Statistical analysis
The data analysis was conducted using SPSS 25.0 statistical software, and a p-value of less than 0.05 was considered to indicate a statistically significant difference. Descriptive statistics were used for demographic and disease-related data of patients. Counting data were described by frequency and percentage. Measurement data that conformed to a normal distribution or an approximate normal distribution were described by mean and standard deviation, whereas non-normal distribution was described by median and quartile.

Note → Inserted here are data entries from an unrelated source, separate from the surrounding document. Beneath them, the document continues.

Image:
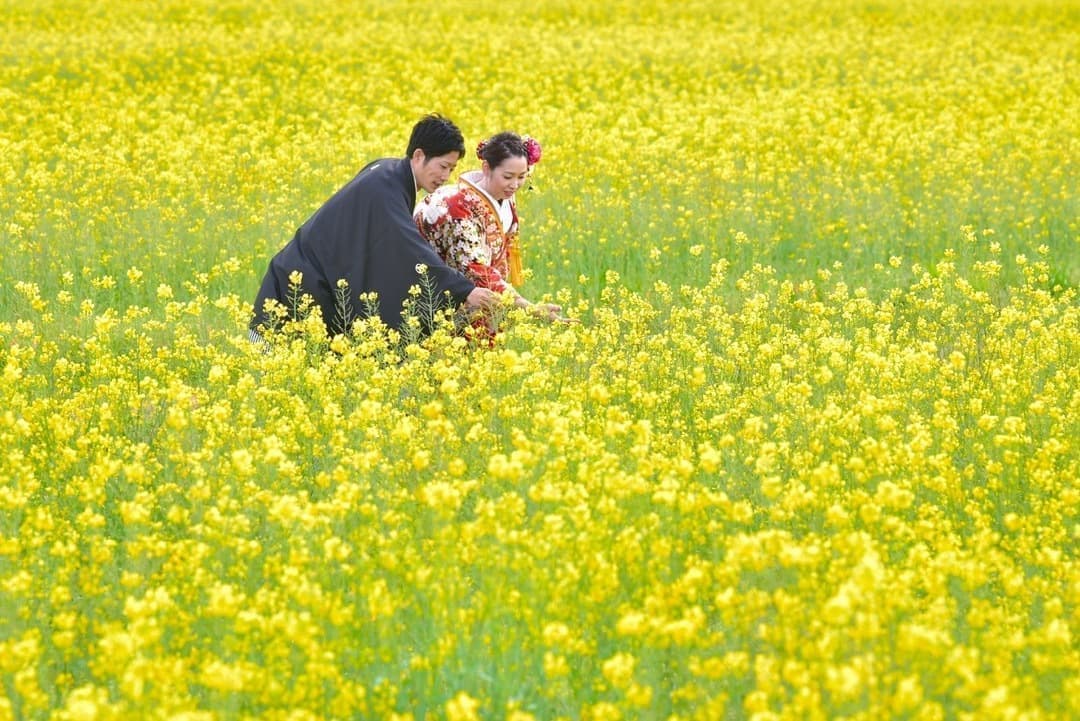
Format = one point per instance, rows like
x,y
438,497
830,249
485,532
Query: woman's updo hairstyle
x,y
500,147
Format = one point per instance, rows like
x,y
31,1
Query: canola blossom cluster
x,y
859,508
811,452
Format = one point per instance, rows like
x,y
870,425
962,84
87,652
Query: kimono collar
x,y
502,209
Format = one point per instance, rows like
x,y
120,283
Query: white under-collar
x,y
505,214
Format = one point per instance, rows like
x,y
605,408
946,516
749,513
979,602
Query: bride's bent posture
x,y
473,223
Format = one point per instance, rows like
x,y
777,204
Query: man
x,y
365,235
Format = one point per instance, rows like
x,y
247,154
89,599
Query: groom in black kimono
x,y
365,234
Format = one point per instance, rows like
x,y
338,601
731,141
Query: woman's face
x,y
503,180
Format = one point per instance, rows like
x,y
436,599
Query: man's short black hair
x,y
435,136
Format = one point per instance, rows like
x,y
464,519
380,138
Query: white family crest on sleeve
x,y
431,212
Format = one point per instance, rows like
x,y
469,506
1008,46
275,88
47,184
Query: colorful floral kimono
x,y
473,233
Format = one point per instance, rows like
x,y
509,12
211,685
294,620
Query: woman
x,y
473,225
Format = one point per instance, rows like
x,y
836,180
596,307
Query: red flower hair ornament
x,y
532,150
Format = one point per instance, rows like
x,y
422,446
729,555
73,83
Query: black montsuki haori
x,y
364,234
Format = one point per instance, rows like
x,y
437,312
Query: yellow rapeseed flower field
x,y
811,453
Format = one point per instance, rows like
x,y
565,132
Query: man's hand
x,y
550,312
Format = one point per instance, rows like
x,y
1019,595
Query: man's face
x,y
431,173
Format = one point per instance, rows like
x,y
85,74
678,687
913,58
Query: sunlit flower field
x,y
811,452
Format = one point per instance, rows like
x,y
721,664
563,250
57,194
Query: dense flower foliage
x,y
811,452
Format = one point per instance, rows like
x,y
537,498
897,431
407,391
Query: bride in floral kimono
x,y
473,223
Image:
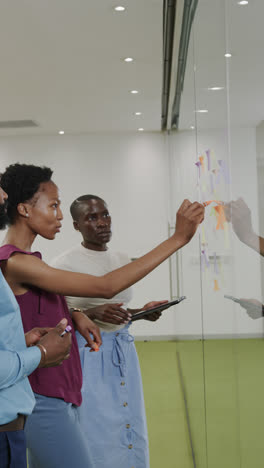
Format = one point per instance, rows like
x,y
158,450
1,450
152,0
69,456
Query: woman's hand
x,y
86,328
33,336
188,218
109,313
155,315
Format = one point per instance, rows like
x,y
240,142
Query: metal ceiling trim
x,y
188,17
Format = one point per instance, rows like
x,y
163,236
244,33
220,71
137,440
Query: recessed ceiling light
x,y
120,8
215,88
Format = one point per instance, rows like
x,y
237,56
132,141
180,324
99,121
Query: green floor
x,y
223,384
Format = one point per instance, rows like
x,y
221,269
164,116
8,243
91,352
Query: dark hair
x,y
74,208
21,182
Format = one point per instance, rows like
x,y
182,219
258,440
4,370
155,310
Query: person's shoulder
x,y
121,257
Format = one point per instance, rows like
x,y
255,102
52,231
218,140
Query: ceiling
x,y
61,65
220,26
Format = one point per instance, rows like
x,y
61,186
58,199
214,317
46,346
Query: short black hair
x,y
21,182
74,208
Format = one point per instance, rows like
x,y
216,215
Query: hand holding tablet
x,y
159,308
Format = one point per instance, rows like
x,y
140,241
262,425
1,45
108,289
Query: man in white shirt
x,y
112,413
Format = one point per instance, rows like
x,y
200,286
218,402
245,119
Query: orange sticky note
x,y
216,286
221,219
201,159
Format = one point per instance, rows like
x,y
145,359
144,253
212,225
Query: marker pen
x,y
67,330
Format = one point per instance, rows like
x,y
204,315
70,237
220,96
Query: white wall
x,y
130,172
144,187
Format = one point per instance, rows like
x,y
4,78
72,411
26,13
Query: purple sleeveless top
x,y
40,308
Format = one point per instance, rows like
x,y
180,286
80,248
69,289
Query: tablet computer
x,y
159,308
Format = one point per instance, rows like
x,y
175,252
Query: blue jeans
x,y
13,449
54,436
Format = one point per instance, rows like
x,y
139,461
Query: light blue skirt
x,y
112,414
54,436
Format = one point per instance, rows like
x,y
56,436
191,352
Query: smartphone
x,y
159,308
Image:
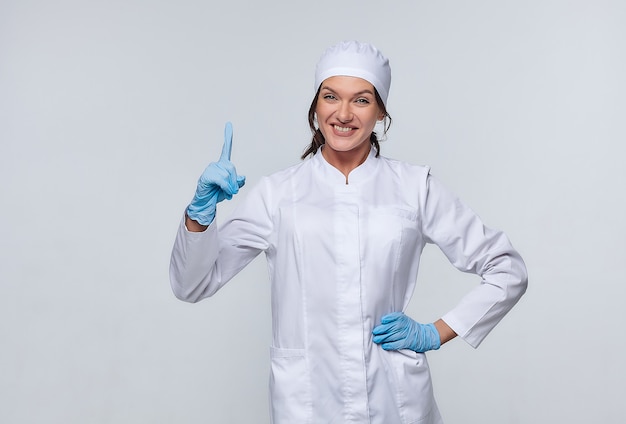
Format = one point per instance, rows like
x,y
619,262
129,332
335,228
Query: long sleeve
x,y
472,247
201,263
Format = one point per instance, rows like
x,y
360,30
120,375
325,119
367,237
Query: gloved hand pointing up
x,y
219,181
397,331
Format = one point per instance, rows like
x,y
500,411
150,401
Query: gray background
x,y
109,111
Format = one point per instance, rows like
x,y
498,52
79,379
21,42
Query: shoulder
x,y
403,169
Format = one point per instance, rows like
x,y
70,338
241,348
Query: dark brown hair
x,y
318,139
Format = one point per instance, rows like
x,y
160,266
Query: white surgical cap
x,y
355,59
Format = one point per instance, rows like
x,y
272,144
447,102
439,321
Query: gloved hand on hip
x,y
398,331
219,181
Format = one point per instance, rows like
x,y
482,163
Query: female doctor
x,y
342,232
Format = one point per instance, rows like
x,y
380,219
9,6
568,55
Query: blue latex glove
x,y
397,331
219,181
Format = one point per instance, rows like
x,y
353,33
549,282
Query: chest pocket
x,y
392,230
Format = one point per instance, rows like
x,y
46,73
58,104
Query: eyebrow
x,y
366,91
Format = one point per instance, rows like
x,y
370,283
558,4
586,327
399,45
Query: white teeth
x,y
342,129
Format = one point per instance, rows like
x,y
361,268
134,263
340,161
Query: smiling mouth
x,y
342,129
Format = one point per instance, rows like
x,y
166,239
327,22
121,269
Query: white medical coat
x,y
340,256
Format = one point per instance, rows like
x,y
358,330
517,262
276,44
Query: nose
x,y
344,112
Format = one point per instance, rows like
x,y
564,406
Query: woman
x,y
343,232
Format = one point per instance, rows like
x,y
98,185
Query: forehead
x,y
341,83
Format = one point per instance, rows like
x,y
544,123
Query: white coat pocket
x,y
414,391
290,392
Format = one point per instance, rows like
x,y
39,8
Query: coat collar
x,y
358,175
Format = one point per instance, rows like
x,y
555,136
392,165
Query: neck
x,y
345,162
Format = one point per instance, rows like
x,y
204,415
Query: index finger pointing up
x,y
228,142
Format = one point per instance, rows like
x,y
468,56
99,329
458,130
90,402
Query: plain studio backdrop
x,y
110,110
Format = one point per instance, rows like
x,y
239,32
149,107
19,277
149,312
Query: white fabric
x,y
355,59
340,256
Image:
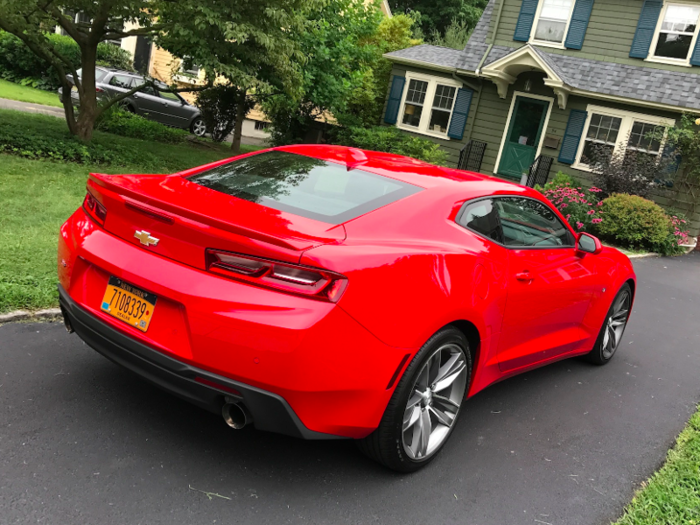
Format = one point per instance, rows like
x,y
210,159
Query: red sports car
x,y
325,292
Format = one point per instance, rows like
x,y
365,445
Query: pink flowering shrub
x,y
580,207
680,230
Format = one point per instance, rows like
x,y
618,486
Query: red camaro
x,y
325,292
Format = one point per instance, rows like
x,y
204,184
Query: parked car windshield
x,y
99,74
313,188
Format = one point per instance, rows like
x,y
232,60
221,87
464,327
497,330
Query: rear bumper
x,y
270,411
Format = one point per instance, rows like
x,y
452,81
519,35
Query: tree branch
x,y
148,82
64,21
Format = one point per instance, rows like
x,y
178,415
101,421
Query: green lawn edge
x,y
672,495
20,93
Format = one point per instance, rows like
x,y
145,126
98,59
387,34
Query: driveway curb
x,y
24,315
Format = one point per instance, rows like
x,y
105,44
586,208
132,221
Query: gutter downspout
x,y
493,39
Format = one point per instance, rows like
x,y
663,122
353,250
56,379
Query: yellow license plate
x,y
128,303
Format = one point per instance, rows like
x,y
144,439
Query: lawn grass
x,y
672,495
28,94
37,196
44,136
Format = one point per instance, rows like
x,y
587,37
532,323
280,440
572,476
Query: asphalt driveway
x,y
82,441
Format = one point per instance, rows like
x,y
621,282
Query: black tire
x,y
385,445
600,355
197,128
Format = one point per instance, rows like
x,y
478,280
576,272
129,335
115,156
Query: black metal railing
x,y
471,156
539,171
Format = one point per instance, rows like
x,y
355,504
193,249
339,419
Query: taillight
x,y
95,209
310,282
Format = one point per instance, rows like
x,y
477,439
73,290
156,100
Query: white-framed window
x,y
188,68
676,34
620,131
552,22
427,105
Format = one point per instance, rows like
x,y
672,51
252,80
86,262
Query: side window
x,y
148,90
121,81
527,223
169,95
482,217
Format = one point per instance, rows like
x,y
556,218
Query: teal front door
x,y
523,136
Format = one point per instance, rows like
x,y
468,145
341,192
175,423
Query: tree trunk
x,y
238,128
88,111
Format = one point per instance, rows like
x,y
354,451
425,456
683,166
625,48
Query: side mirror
x,y
587,243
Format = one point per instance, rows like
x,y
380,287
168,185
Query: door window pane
x,y
442,108
169,96
482,217
677,31
551,25
526,121
601,137
527,223
121,81
415,98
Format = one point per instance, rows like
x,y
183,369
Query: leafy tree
x,y
338,49
256,46
366,103
437,16
219,107
33,20
250,43
456,35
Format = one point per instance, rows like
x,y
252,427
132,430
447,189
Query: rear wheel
x,y
613,327
424,408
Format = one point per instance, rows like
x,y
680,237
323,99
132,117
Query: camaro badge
x,y
145,238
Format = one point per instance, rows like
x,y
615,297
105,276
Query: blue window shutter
x,y
645,28
525,20
572,136
695,57
395,94
579,24
460,113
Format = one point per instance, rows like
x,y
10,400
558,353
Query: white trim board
x,y
523,94
544,43
427,104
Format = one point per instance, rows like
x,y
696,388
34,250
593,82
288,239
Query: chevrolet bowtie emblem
x,y
145,238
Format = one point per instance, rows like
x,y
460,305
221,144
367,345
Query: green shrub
x,y
18,64
560,180
391,140
635,222
120,122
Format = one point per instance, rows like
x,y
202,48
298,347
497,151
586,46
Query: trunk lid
x,y
179,219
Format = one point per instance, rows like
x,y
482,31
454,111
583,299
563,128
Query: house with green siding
x,y
541,83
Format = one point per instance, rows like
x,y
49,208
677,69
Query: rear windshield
x,y
313,188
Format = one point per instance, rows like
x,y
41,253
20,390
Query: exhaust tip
x,y
66,321
236,415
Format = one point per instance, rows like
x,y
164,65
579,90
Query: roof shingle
x,y
649,84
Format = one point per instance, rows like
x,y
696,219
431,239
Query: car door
x,y
175,111
148,103
549,285
118,84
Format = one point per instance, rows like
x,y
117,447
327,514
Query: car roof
x,y
428,176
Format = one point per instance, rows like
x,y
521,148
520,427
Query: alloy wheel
x,y
199,128
615,324
434,403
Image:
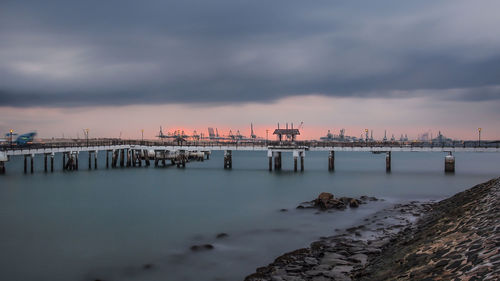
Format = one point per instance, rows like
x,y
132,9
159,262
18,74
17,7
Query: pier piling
x,y
331,161
277,161
388,161
449,163
270,157
295,159
76,160
302,154
64,161
228,159
122,157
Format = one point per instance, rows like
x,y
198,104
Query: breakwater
x,y
456,237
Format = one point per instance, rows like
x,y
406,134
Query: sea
x,y
140,223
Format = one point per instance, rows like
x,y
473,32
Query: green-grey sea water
x,y
107,224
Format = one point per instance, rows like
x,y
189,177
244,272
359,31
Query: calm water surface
x,y
108,223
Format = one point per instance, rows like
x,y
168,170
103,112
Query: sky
x,y
119,67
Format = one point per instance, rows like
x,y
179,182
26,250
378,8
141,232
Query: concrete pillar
x,y
64,161
270,158
388,161
331,161
70,164
228,159
122,158
76,160
302,154
449,163
129,158
277,161
52,162
295,159
146,158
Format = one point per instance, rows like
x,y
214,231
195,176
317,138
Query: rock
x,y
354,203
342,268
359,258
310,261
221,235
147,266
306,205
196,248
325,201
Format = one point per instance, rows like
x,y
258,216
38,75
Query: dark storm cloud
x,y
75,53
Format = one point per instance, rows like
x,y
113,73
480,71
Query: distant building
x,y
441,138
286,134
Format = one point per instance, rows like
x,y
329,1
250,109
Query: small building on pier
x,y
286,134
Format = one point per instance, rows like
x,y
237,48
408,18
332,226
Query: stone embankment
x,y
455,239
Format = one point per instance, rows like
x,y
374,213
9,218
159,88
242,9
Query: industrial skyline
x,y
126,66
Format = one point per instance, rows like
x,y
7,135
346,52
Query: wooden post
x,y
270,158
122,157
228,159
295,159
277,161
129,157
331,161
302,154
76,160
64,161
388,161
449,163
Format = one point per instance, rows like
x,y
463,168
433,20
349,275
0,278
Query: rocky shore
x,y
455,239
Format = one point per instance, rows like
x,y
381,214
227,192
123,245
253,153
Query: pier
x,y
134,153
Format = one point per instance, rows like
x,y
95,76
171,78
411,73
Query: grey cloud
x,y
75,53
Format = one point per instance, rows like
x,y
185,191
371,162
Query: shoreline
x,y
395,243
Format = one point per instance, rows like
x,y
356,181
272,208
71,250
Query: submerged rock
x,y
327,201
196,248
222,235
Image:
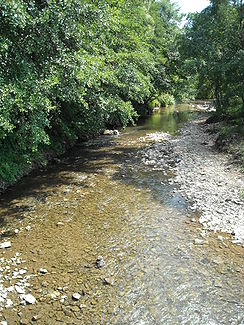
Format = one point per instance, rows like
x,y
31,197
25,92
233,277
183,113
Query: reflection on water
x,y
168,119
101,200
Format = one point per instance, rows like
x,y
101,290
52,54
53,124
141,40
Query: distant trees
x,y
68,68
213,41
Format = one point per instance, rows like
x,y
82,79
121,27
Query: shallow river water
x,y
101,200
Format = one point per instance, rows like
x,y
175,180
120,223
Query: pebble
x,y
76,296
6,244
43,271
19,289
100,262
29,298
199,242
36,317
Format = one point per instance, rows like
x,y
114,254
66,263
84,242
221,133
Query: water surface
x,y
102,200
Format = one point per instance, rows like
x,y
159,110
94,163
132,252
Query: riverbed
x,y
118,232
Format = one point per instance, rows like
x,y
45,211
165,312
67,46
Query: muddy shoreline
x,y
208,178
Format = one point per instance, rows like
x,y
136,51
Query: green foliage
x,y
213,43
70,68
166,100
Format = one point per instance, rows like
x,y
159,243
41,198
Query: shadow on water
x,y
92,157
133,217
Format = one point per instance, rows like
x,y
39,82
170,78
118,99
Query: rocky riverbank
x,y
208,178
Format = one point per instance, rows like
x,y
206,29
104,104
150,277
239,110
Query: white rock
x,y
19,289
6,244
76,296
22,271
43,271
199,242
9,303
29,299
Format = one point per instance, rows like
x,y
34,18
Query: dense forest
x,y
69,69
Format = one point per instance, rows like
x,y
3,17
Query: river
x,y
102,200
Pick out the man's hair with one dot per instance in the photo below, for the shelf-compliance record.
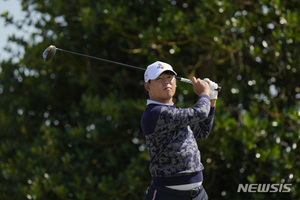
(165, 72)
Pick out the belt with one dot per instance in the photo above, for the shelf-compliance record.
(190, 193)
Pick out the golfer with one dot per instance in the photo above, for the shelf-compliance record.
(171, 134)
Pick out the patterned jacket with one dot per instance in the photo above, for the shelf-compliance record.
(171, 134)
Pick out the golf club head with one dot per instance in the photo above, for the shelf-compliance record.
(49, 53)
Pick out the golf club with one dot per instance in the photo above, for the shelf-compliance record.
(51, 50)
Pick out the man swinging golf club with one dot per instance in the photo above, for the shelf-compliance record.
(171, 134)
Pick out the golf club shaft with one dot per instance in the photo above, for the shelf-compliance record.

In the single factor analysis, independent sample test or single factor analysis of variance were used when the data were normal or approximately normal distribution with homogeneous variance; otherwise, non-parametric test was used to analyze the influence of different demographic data and disease-related data on FoP levels in patients with acute myocardial infarction. pearson correlation analysis was used to analyze the relationship between FoP level and disease perception, social support, coping style and psychological capital. The index of P < 0.05 in the single factor analysis was included in the multiple linear regression model for multiple linear regression analysis to analyze the influencing factors of FoP. SPSS 25.0 was used for data analysis, statistical methods mainly include descriptive statistics, analysis of variance, Pearson correlation analysis and multiple linear regression analysis.
Ethical approval
This study has been reviewed by the Nursing Ethics Committee of Jilin University (ethics number: 20221103309), and registered in the Chinese Clinical Trial Registry (registration number: ChiCTR2300075568). Before the research is carried out, the participants are fully informed of the purpose, significance and content of the research. During the interview, the participants are allowed to quit midway. They are assured that their personal information will be kept strictly confidential, and they will be invited to complete the questionnaire survey after signing the informed consent form.
Conclusions
Through cross-sectional investigation, this study found that the fear of progression in AIM patients was above the medium level, and gender, disease perception, psychological capital and resignation were the influencing factors of the fear of progression in AMI patients. Nursing staff should focus on AIM patients suffering from multiple diseases and lack of awareness of their own diseases, and carefully observe the psychological status of patients, personalized knowledge health guidance and psychological nursing, in order to improve the recovery of patients, quality of life and FoP level. In addition, studies on the effects of pain, quality of life, adherence to treatment, interventional surgery, and medication on FoP in patients with AMI are recommended.